Local drug manufacturers have refused to produce critical or life-saving drugs amid rising production costs.
The life-saving medicines include those used for treating multi-drug resistant (MDR) tuberculosis, numerous neurological disorders, different types of cancers and skin ailments.
The drug manufacturers have stopped the production after their costs crossed the retail price.
According to the local firms, they are unable to continue the production of drugs at the current prices in the wake of rupee devaluation and increased fuel prices.
Chairman of Pakistan Pharmaceutical Manufacturers Association (PPMA) Zahid Saeed said that only 500 companies have been actually engaged in the production out of 800 license holders.
In a press conference, he told that the local manufacturers are slowly shutting down their industrial units owing to the increasing production cost.
The Chairman PPMA told the media about the struggle of the association and its process for rationalization of drug prices after the rupee devaluation and the directives from the Supreme Court.

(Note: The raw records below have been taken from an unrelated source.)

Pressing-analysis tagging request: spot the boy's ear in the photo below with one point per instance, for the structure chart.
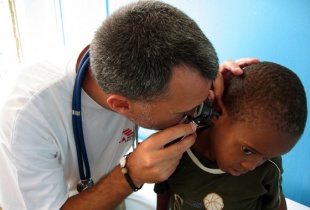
(120, 104)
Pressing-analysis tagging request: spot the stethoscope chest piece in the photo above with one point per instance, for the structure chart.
(84, 184)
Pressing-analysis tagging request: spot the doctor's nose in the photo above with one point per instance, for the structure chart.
(250, 165)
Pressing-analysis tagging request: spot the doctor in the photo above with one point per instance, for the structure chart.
(149, 63)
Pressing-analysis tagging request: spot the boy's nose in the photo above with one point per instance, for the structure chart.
(250, 165)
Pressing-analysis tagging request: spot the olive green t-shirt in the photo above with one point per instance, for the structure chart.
(199, 184)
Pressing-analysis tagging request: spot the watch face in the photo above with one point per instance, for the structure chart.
(84, 184)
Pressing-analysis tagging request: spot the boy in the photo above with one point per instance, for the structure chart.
(264, 113)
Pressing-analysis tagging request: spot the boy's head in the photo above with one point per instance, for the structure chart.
(264, 114)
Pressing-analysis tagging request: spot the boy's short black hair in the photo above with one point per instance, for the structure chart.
(268, 93)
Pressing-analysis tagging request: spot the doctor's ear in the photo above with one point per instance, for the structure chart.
(119, 104)
(219, 106)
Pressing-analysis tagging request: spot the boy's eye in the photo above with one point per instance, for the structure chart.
(247, 151)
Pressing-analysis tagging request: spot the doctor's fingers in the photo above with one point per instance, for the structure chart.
(158, 140)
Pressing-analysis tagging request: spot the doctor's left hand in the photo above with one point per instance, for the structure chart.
(152, 162)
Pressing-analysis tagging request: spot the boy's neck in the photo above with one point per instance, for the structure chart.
(203, 145)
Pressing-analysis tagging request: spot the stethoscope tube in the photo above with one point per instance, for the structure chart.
(77, 124)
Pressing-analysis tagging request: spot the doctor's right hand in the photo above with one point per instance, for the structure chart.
(152, 162)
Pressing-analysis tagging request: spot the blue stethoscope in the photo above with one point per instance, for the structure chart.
(85, 176)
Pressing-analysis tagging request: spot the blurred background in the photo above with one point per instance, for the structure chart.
(271, 30)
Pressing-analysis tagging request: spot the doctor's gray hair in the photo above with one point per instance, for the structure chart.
(135, 50)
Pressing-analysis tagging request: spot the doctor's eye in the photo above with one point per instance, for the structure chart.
(247, 151)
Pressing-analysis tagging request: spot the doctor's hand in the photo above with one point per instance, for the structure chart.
(152, 162)
(228, 69)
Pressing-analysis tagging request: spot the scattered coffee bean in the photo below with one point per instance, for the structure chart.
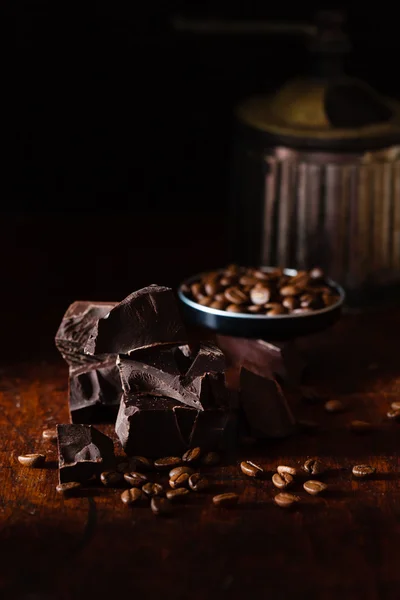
(141, 463)
(226, 500)
(179, 480)
(177, 494)
(32, 460)
(153, 489)
(244, 289)
(362, 471)
(198, 483)
(334, 406)
(313, 466)
(160, 506)
(210, 459)
(314, 487)
(50, 434)
(135, 479)
(282, 480)
(286, 500)
(111, 478)
(192, 455)
(68, 489)
(180, 470)
(123, 467)
(168, 462)
(285, 469)
(251, 469)
(393, 414)
(361, 427)
(132, 496)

The Supreme Court had directed DRAP and the government on November 14 to notify new prices for medicines within 15 days. However, the chairman resented, the government has not taken any step in this regard yet.
“Similarly, the Policy Board of DRAP was also directed by the SC to review prices of life-saving medicines in view of the devaluation of the rupee against the US dollar within 15 days, but unfortunately no step was initiated by DRAP and the government,” said the Chairman.
He further asserted that the local firms import 90 percent of the raw material for the production of the drugs. After the devaluation of rupee, they are unable to continue the production at the present retail prices.